Lack of TAK1 in dendritic cells inhibits the contact hypersensitivity response induced by trichloroethylene in local lymph node assay

• Published in: Toxicology and applied pharmacology Vol. 307; pp. 72 - 80
• Main Authors: Yao, Pan, Hongqian, Chu, Qinghe, Meng, Lanqin, Shang, Jianjun, Jiang, Xiaohua, Yang, Xuetao, Wei, Weidong, Hao
• Format: Journal Article
• Language: English
• Published: United States Elsevier Inc 15.09.2016
• Subjects: 60 APPLIED LIFE SCIENCES; Animals; AUDITORY ORGANS; Contact hypersensitivity; DENDRITES; Dendritic cells; Dendritic Cells - metabolism; DERMATITIS; Dermatitis, Contact - genetics; Dermatitis, Contact - metabolism; ENZYME IMMUNOASSAY; Female; GROWTH FACTORS; HEALTH HAZARDS; HOMEOSTASIS; JNK Mitogen-Activated Protein Kinases - metabolism; Local Lymph Node Assay; LYMPH; LYMPH NODES; LYMPHOCYTES; MAP Kinase Kinase Kinases - genetics; MICE; Mice, Transgenic; NF-kappa B - metabolism; p38 Mitogen-Activated Protein Kinases - metabolism; PHOSPHOTRANSFERASES; SKIN; Transforming growth factor-β activated kinase-1; Trichloroethylene; LLNA; Transforming growth factor-β activated kinase-1; ACD; TAK1; Dendritic cells; DNFB; TCE; Trichloroethylene; Local lymph node assay; CHS; DC; Contact hypersensitivity
• ISSN: 0041-008X; 1096-0333
• DOI: 10.1016/j.taap.2016.07.019

Trichloroethylene (TCE) is a ubiquitous environmental contaminant.

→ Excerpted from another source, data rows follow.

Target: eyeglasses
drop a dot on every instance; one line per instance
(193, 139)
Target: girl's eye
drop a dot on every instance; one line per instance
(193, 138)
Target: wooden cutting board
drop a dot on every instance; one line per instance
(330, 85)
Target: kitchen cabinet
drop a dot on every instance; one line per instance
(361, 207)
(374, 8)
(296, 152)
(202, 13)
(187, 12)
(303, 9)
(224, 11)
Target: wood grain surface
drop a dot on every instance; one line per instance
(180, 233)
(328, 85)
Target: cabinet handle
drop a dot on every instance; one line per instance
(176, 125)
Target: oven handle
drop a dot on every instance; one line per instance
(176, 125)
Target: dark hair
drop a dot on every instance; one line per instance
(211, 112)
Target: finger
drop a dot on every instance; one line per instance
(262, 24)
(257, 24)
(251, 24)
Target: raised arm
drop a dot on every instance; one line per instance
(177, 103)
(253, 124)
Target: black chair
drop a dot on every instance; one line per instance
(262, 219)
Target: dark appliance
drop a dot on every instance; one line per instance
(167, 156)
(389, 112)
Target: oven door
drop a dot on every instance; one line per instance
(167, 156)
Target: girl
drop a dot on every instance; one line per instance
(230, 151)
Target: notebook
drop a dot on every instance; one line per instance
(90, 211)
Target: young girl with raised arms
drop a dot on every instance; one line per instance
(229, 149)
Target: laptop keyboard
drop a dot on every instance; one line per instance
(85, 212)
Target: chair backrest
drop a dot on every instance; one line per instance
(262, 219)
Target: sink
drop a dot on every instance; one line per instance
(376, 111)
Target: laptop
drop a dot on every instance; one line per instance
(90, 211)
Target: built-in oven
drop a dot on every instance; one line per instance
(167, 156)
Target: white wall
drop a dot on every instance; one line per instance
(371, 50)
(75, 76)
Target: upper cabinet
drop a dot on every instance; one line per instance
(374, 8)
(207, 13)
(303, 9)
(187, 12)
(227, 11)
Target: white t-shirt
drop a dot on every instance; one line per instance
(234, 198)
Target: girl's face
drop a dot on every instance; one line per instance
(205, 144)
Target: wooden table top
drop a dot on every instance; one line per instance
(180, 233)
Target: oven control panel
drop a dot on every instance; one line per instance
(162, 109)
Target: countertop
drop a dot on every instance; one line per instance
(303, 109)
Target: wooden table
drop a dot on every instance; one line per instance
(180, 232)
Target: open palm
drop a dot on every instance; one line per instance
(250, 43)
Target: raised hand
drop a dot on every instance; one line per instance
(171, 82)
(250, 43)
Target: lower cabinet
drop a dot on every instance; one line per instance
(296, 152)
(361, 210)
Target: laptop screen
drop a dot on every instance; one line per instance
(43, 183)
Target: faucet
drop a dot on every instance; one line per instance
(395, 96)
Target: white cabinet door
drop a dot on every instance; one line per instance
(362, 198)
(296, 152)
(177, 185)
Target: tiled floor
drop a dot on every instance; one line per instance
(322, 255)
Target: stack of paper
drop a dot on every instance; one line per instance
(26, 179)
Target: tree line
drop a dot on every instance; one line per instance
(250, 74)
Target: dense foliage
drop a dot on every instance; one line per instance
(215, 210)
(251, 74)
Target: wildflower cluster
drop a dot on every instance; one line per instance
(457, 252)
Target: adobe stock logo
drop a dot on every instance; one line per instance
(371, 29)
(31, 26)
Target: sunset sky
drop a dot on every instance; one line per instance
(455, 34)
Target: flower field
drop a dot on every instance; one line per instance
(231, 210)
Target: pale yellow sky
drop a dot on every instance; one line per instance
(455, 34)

Occupational TCE exposure has been associated with severe, generalized contact hypersensitivity (CHS) skin disorder. The development of CHS depends on innate and adaptive immune functions. Transforming growth factor-β activated kinase-1 (TAK1) controls the survival of dendritic cells (DCs) that affect the immune system homeostasis. We aimed to investigate the role of TAK1 activity in DC on TCE-induced CHS response. Control mice and DC-specific TAK1 deletion mice were treated with 80% (v/v) TCE using local lymph node assay (LLNA) to establish a TCE-induced CHS model. The draining lymph nodes (DLNs) were excised and the lymphocytes were measure for proliferation by BrdU-ELISA, T-cell phenotype analysis by flow cytometry and signaling pathway activation by western blot. The ears were harvested for histopathological analysis. Control mice in the 80% TCE group displayed an inflammatory response in the ears, increased lymphocyte proliferation, elevated regulatory T-cell and activated T-cell percentages, and more IFN-γ producing CD8+ T cells in DLNs. In contrast to control mice, DC-specific TAK1 deletion mice in the 80% TCE group showed an abolished CHS response and this was associated with defective T-cell expansion, activation and IFN-γ production. This effect may occur through Jnk and NF-κB signaling pathways. Overall, this study demonstrates a pivotal role of TAK1 in DCs in controlling TCE-induced CHS response and suggests that targeting TAK1 function in DCs may be a viable approach to preventing and treating TCE-related occupational health hazards. •Lack of TAK1 in DC caused an abolished TCE-induced CHS response.•TAK1 in DCs was essential to maintain the homeostasis of T cells in TCE-induced CHS.•Intact TAK1 in DCs was critical to promote T-cell priming in TCE-induced CHS.•DC-specific TAK1 deficiency abolished the TCE-mediated phosphorylation of Jnk.